«Non smetterò finché il mio utero non sarà prolassato». Ha partorito una coppia di gemelli a gennaio, ma entro l’anno Tara Sawyer vorrebbe essere di nuovo incinta. Nell’Inghilterra dove la maternità surrogata è legale dagli anni Ottanta, la storia di questa 37enne di Wimblington, non lontano da Cambridge, rientrerebbe tra le tante delle madri che hanno prestato il proprio utero per la gestazione di figli altrui. Ma a renderla diversa è il numero di maternità che la donna ha portato a termine in questi anni: 7, di cui 4 per partorire figli concepiti col marito e tenuti poi regolarmente in casa e 3 con nascituri di altre coppie. Non solo: sono state soprattutto le motivazioni addotte dalla donna ad attirare l’attenzione dei media.
ORMAI LO FA GRATIS. Intervistata dal Daily Mail, Tara ha descritto la sua maternità come una vera e propria dipendenza: «È una grande corsa dal momento in cui il test risulta positivo. È un sentimento incredibile regalare un figlio a chi disperatamente ne desidera uno, e io mi sento al meglio quando sono incinta». Tanto che ormai Tara, per fare questo, è arrivata al punto di rifiutare le 15 mila sterline che le spetterebbero per legge per ognuna delle gravidanze portate a termine. Senza troppi pensieri, con una superficialità al limite dell’imbarazzante, Tara parla di vera e propria «brama per la maternità», cominciata quando i suoi due gemelli Jack e Noah, che ora hanno 4 anni, erano appena nati. Il parto era stato difficile, i due erano stati portati alla luce alla 29esima settimana attraverso taglio cesareo, dopo che avevano sviluppato una sindrome da transfusione feto-fetale. «Mi sentivo privata nella gestazione. Non volevo più avere bambini, ma desideravo disperatamente la maternità».
«NON STAVO RINUNCIANDO A UN BAMBINO». Così la surrogata le è sembrata la soluzione perfetta: rimango incinta, ma non di figli miei. Anzi, posso pure essere altruista. E suo marito, Matt, camionista, l’ha supportata senza troppi problemi: «Sapeva che mi sentivo così desiderosa di maternità, e sapeva che avevo un buco dentro che dovevo riempire». È andata su Facebook, ha iniziato a cercare tra le pagine dedicate all’utero in affitto e, in poche settimane, ha rintracciato una coppia omosessuale che cercava un figlio. Si sono accordati e Tara ha accettato, portando in grembo per nove mesi una bambina che biologicamente era anche sua. Quando poi la neonata è stata partorita e si è trattato di darla alla coppia gay, la donna non ha fatto storie: «Non sentivo che stavo rinunciando a un bambino, semplicemente sentivo che glielo davo indietro. Dare la piccola nelle mani dei suoi due papà è un sentimento come nessun altro».
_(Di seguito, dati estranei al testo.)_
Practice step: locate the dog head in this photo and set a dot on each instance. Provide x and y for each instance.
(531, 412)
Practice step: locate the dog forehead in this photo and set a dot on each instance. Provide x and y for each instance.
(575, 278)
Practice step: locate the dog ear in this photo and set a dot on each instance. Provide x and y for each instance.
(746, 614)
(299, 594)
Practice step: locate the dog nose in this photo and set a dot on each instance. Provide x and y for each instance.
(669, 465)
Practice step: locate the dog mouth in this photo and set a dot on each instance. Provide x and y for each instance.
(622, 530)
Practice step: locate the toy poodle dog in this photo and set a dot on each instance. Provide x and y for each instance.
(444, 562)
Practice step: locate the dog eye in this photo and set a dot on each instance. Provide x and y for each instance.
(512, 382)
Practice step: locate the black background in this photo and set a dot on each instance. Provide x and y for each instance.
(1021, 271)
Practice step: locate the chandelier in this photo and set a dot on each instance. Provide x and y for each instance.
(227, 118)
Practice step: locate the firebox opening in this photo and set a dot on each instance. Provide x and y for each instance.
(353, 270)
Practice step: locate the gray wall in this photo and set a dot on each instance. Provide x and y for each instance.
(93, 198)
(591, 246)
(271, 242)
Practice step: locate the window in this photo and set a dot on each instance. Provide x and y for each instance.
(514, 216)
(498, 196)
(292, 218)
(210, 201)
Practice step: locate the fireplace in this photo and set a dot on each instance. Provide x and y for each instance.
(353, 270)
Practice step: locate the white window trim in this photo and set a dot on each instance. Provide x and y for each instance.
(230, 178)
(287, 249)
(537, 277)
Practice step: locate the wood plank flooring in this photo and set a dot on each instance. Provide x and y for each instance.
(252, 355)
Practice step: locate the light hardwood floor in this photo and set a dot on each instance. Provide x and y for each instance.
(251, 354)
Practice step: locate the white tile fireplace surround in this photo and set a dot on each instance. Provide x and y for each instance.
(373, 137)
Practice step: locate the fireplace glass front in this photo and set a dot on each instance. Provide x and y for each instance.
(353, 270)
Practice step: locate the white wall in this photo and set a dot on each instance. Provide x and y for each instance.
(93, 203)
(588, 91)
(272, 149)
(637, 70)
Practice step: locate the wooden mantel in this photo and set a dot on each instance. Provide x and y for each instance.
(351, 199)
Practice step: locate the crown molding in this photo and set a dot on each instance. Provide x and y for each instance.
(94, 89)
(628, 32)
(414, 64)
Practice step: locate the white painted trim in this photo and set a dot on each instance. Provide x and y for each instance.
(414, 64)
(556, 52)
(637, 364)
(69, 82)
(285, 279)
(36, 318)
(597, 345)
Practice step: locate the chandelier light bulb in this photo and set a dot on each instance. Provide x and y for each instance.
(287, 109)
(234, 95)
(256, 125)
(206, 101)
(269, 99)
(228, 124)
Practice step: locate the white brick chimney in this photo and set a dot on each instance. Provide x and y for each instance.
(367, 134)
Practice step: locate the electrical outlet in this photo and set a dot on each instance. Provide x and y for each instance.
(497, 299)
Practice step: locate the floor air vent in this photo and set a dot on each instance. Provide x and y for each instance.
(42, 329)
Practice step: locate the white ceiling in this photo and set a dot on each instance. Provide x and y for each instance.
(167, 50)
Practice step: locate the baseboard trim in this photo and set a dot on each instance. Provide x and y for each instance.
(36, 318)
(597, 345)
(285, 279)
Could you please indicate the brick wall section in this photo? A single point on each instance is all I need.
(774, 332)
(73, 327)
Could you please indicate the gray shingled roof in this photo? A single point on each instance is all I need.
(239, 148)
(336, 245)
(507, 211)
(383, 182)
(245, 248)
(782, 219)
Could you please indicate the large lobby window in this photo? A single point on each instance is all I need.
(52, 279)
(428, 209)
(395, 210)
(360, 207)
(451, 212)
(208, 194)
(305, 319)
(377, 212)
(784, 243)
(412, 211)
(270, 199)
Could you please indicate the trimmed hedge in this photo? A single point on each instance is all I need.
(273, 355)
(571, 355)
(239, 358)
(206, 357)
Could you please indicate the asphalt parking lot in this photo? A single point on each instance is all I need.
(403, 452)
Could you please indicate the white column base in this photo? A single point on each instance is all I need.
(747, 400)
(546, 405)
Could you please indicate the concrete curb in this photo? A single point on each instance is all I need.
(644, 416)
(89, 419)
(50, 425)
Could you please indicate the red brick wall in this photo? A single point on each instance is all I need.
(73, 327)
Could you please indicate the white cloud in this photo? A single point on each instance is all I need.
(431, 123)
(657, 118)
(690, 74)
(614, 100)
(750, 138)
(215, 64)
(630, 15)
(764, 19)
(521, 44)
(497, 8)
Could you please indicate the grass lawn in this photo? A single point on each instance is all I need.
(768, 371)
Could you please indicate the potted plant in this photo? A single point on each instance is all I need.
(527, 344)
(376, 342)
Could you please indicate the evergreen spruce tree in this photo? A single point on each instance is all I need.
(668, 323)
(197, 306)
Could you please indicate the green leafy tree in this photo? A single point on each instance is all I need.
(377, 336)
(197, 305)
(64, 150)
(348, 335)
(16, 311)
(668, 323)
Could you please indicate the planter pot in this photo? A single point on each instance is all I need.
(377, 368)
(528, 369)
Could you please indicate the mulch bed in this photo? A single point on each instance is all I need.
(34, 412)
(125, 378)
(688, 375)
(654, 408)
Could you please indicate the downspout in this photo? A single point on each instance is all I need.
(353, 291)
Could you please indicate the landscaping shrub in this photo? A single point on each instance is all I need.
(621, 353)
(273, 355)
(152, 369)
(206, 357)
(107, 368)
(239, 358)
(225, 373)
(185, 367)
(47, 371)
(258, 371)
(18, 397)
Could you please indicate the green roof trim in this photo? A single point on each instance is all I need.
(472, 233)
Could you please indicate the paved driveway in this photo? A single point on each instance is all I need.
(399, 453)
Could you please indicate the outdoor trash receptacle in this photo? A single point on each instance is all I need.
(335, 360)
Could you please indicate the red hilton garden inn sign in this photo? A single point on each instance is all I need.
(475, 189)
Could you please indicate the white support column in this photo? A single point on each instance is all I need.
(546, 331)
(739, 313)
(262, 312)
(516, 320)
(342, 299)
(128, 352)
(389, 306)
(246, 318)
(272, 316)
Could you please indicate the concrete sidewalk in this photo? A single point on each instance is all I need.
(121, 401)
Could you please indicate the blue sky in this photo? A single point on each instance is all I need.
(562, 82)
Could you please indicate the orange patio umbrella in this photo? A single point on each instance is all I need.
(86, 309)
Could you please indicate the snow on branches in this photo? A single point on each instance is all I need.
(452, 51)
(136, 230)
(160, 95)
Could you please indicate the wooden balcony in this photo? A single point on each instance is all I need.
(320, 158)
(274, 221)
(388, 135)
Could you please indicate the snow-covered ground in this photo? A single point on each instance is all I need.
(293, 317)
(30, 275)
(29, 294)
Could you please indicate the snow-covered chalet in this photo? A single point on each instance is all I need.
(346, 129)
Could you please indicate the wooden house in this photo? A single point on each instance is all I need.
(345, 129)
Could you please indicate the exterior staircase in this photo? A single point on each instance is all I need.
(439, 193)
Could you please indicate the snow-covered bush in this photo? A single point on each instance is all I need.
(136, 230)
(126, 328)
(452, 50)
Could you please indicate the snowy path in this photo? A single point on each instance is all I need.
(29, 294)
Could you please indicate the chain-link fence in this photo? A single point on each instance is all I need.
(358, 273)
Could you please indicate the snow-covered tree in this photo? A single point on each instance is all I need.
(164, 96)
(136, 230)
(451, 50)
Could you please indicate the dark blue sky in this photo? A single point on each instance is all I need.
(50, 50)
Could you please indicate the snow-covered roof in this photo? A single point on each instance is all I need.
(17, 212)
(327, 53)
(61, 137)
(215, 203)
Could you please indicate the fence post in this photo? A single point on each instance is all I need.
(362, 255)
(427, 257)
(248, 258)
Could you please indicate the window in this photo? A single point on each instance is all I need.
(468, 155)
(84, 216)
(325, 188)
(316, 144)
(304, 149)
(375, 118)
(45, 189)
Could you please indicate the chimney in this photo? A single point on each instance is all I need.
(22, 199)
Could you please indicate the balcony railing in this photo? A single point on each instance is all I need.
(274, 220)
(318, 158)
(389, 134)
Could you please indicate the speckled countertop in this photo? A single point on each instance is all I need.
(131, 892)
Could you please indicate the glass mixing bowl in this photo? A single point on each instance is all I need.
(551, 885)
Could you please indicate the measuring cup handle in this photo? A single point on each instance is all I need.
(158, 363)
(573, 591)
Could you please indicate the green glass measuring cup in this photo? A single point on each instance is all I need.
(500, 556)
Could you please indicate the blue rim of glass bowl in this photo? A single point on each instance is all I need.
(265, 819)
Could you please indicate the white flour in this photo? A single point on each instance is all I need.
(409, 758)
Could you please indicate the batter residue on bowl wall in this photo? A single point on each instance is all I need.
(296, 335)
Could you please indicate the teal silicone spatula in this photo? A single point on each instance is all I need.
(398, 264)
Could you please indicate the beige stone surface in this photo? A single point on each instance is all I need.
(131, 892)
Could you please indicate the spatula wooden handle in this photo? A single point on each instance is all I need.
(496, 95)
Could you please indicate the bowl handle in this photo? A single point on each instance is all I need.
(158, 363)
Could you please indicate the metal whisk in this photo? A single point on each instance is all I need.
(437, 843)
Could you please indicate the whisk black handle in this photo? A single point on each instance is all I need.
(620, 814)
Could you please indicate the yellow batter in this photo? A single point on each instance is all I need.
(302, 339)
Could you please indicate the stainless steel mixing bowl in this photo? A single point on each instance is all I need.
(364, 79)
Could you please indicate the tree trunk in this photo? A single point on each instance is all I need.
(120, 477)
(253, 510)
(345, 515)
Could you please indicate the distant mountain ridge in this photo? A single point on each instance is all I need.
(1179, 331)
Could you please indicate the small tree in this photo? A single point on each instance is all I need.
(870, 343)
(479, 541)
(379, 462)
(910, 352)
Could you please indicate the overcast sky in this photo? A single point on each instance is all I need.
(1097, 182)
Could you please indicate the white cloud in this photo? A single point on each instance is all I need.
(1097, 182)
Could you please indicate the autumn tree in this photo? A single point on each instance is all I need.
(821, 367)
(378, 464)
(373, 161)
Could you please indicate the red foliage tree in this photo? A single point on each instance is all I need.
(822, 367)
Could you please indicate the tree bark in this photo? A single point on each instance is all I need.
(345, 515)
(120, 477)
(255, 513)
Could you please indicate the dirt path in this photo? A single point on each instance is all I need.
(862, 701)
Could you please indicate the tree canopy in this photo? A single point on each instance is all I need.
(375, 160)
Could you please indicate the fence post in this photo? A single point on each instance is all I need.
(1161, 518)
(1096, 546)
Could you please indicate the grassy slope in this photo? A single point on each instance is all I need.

«SE NON SONO INCINTA MI SENTO VUOTA». Visto il successo della prima esperienza, Tara ha pensato di andare avanti. Ormai praticamente non lavora più: cura la casa e i figli, e in più porta avanti maternità per altri. «Quando sono incinta mi sento fisicamente meglio. Prendo vitamine, vado a nuotare, faccio yoga e mangio più sano. Non ho fatto così tanta fatica con le mie maternità, ma la responsabilità è ben maggiore con i figli di altri». E aggiunge: «Amo avere il pancione e la gente felice per quel piccolo dono lì dentro». Così, sempre su Facebook, ha trovato un’altra coppia che cercava di avere figli: il 4 gennaio scorso sono nati altri due gemelli, subito consegnati ai legittimi proprietari. «Ma ho già parlato con un’altra coppia gay e spero di iniziare una maternità per loro entro la fine dell’anno. Quando non sono incinta mi sento vuota, e solo un bambino può riempire quello spazio».